The outlet stocks over 50 types of wines, 30 kinds of fish and seafood preserves, oils, sweets, cheese, meat products and various accessories. All items are directly imported from Portuguese producers. The wines and preserves are the best sold products, says Rudeanu adding that each year she introduces new products.
Produce: gourmet coffee
Address: 6, Radu Cristian Street and 16, Regina Elisabeta Blvd, inside the Mihai Eminescu bookstore
Delicatese Florescu is Romania’s first true gourmet coffee shop, its owner claims. After writing his memoirs, Confessions of a Coffee Seller, which
are widely read both at home and by Romanian emigrants in Europe, North America and Australia, in July 2010 Gheorghe Florescu took his passion for coffee a step further and with his family opened the store.
He now sells Romanian consumers some of the world’s most exclusive coffees – Panama Boquete Geisha, Saint Helena, Jamaica Blue Mountain and Nepal Mount Everest Supreme – and has launched five personal brands based on the Armenian tradition passed down to him by his mentor, the coffee supplier of the Royal family, Avedis Carabelaian.
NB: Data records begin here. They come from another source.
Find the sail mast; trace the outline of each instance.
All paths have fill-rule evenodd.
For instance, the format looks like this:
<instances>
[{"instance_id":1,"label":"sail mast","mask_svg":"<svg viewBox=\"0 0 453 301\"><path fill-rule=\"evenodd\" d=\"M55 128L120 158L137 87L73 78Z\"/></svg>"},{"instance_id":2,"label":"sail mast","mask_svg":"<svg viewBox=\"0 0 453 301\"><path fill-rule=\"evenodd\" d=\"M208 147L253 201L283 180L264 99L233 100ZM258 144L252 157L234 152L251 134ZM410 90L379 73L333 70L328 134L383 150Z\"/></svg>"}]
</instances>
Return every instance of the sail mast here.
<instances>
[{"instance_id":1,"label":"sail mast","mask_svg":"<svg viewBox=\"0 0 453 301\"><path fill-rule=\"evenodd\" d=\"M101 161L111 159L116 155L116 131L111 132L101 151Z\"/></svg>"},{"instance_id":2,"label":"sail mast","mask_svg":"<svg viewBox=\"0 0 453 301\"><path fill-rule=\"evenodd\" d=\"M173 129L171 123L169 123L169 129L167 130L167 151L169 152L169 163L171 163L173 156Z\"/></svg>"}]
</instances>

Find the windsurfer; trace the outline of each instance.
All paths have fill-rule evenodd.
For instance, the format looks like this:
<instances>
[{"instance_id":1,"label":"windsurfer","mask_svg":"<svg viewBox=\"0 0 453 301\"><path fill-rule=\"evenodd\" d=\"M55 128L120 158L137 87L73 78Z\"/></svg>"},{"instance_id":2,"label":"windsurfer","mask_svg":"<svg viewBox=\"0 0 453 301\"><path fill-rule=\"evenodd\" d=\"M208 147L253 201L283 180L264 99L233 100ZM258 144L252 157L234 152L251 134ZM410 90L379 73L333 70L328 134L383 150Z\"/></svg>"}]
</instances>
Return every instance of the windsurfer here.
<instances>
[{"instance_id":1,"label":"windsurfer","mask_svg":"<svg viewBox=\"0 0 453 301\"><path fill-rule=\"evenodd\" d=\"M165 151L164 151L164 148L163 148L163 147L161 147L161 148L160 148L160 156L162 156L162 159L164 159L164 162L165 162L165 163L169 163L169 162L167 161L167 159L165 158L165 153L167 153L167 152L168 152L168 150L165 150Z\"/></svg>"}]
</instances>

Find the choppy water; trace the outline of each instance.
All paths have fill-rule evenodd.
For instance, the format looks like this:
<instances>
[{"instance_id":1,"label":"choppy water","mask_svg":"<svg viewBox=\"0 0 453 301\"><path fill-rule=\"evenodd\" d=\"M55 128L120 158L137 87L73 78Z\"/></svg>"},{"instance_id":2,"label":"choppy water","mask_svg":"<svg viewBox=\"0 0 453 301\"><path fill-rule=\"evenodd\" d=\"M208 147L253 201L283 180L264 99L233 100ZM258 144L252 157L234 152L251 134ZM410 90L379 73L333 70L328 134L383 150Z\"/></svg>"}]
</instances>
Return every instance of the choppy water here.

The shop also sells wines such as Casa Isarescu, the famous Armenian brandy Ararat, freshly roasted peanuts, cashews, hazelnuts, almonds and pistachios, Belgian chocolate, honey specialties and copper coffee pots.
Its best sold products are the coffees, wines, freshly roasted peanuts and gourmet sweets, books and CDs.
Magazinul de Mirodenii
Address: 25, Tudor Stefan Street, Dorobanti area
Oana Bakovic and Bojan Spasic
“Our business is about spices, their stories, their extraordinary qualities and the inspiration they provide,” Oana Bakovic told BR. She set up Magazinul de Mirodenii (The Spice Shop) with Bojan Spasic as a small family business last September after mulling over the idea for more than a year.
The store stocks about 200 spices and blends from around the world. This includes 90 pure spices which are directly brought from their country of origin – 40 percent of which are certified organic – and 40 blended varieties, plus several types of salt and pepper, oils and accessories.
Bakovic says the shop’s customers are as diverse as the products it sells, but what they all have in common is a passion for healthy and creative cooking.
The store’s best sold products include: turmeric, brooklodge mix (Irish), berbere mix (Ethiopian), black lava salt, lime leaves, ground orange peel, baharat, fajita, lemongrass and Thai tamarind.
The outlet sources its products from two UK-based spice traders and has direct contact with a producers’ cooperative in Sri Lanka. As for the owners’ future plans, Bakovic says they want to expand their product portfolio and even move into growing spices themselves.